Learning. Each individual thing we learn may not instantly revolutionize human life, but they build on each other. Knowing there's life on Mars, for example, and how it lives may help scientists with figuring out humans can live there. Life means elements that are necessary for us, too. Bases on Mars can assist with things like mining in space, exploring further out into the solar system which may help with discovering more resources useful to humans, etc. Nothing progresses without continuing to gather more information and learning more about the universe around us.

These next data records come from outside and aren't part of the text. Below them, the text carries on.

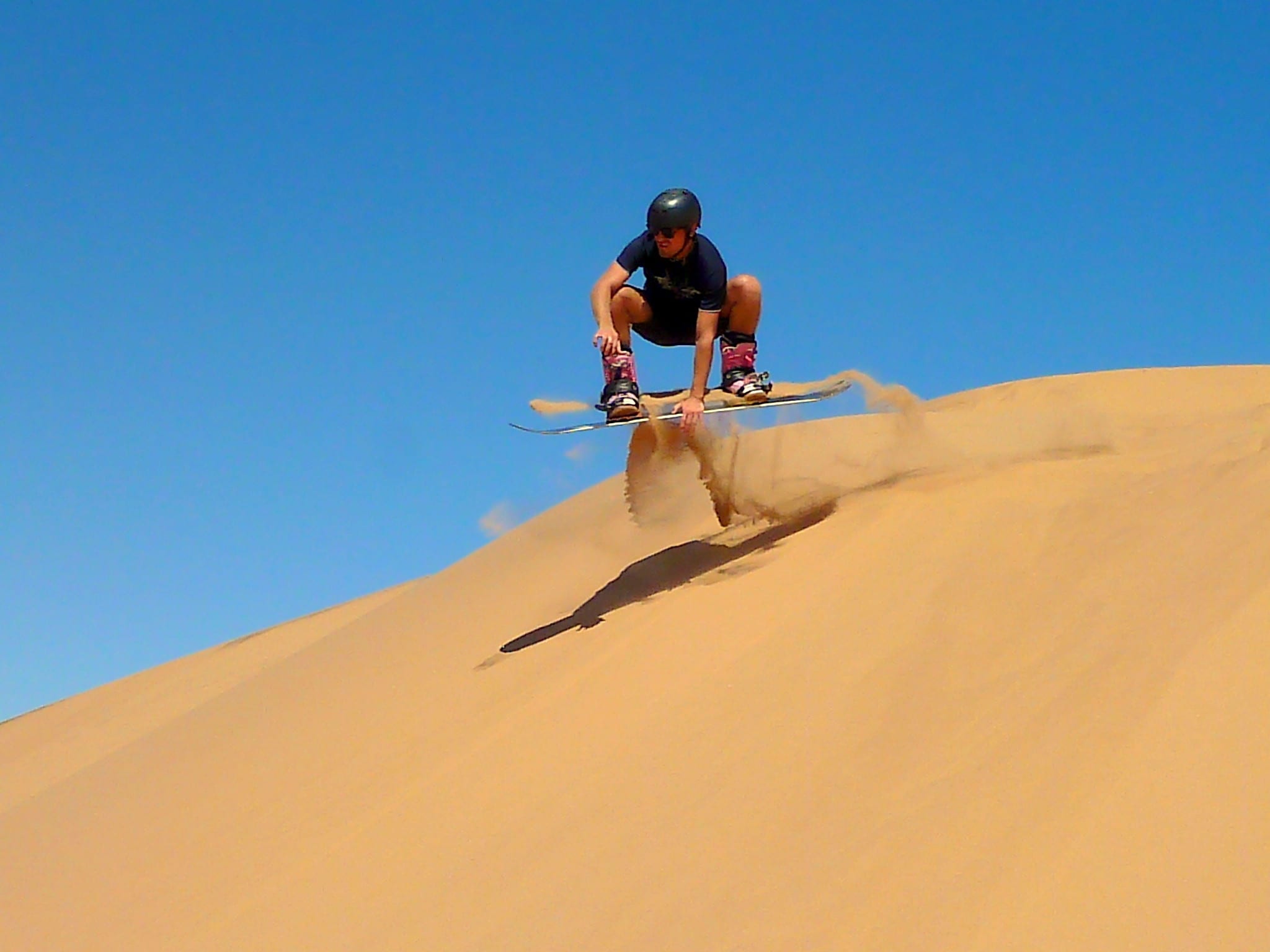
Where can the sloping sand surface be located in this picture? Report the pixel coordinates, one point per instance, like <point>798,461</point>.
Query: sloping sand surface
<point>991,674</point>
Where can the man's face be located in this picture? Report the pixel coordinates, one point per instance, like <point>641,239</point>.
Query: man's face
<point>672,243</point>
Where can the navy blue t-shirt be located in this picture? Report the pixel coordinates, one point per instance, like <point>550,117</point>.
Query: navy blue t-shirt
<point>701,278</point>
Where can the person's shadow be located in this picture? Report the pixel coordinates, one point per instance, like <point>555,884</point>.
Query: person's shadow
<point>662,571</point>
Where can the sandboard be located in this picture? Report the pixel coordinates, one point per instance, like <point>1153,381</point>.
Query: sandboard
<point>711,408</point>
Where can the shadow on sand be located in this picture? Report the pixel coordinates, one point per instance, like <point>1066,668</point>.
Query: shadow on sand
<point>662,571</point>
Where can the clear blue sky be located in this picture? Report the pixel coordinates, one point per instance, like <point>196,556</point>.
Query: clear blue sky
<point>275,277</point>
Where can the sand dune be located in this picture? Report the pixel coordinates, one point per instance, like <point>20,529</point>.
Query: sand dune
<point>990,673</point>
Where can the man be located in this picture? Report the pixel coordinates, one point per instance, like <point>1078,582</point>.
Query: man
<point>686,300</point>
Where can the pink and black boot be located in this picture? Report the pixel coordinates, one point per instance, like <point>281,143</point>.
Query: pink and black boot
<point>739,376</point>
<point>620,398</point>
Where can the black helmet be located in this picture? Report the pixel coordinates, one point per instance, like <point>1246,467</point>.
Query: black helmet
<point>675,208</point>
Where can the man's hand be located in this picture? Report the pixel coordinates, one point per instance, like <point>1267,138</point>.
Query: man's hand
<point>693,408</point>
<point>607,340</point>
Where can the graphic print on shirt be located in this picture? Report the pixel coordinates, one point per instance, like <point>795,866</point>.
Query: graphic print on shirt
<point>700,278</point>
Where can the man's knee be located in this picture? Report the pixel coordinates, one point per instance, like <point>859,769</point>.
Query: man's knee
<point>626,301</point>
<point>745,287</point>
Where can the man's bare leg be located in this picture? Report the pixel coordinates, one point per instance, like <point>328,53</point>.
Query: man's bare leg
<point>629,307</point>
<point>744,305</point>
<point>737,345</point>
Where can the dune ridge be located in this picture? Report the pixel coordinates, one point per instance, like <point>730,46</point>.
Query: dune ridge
<point>1003,687</point>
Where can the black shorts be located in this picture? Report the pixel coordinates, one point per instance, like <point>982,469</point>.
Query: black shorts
<point>673,324</point>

Insects on Mars would mean either that identical life forms evolved on two separate planets or that there was previous contact between the planets. Either would completely upend everything we know. Insects in Mars are as close to impossible as anything can be. Life forms are not. Knowledge need not be transactional. Neither does culture. The world would survive if Shakespeare's plays and Beethoven's music never existed but it is better for them. Knowledge of the universe is a good thing in itself. And sometimes reaps unexpected rewards. Without that first modest satellite, no cell phones, email, internet, streaming TV. At the time no one knew that.
MARS is an acronym for Military Affiliated Radio Station. At Ft. Lewis I worked in on that relayed telephone calls from the states to Vietnam for free. One time we got a lady in Ohio or Indiana who called her husband taking a timeout from combat to tell him she was having wild sex with his best friend. We all could hear the conversation, had to because of the way the radio worked, and wanted to kill her.
It's funny you should mention German music and English literature. The Germans are crazy about Shakespeare. By the way, a woman's life was saved by her cat that smelled natural gas. The woman was able to open her windows and shut off the gas.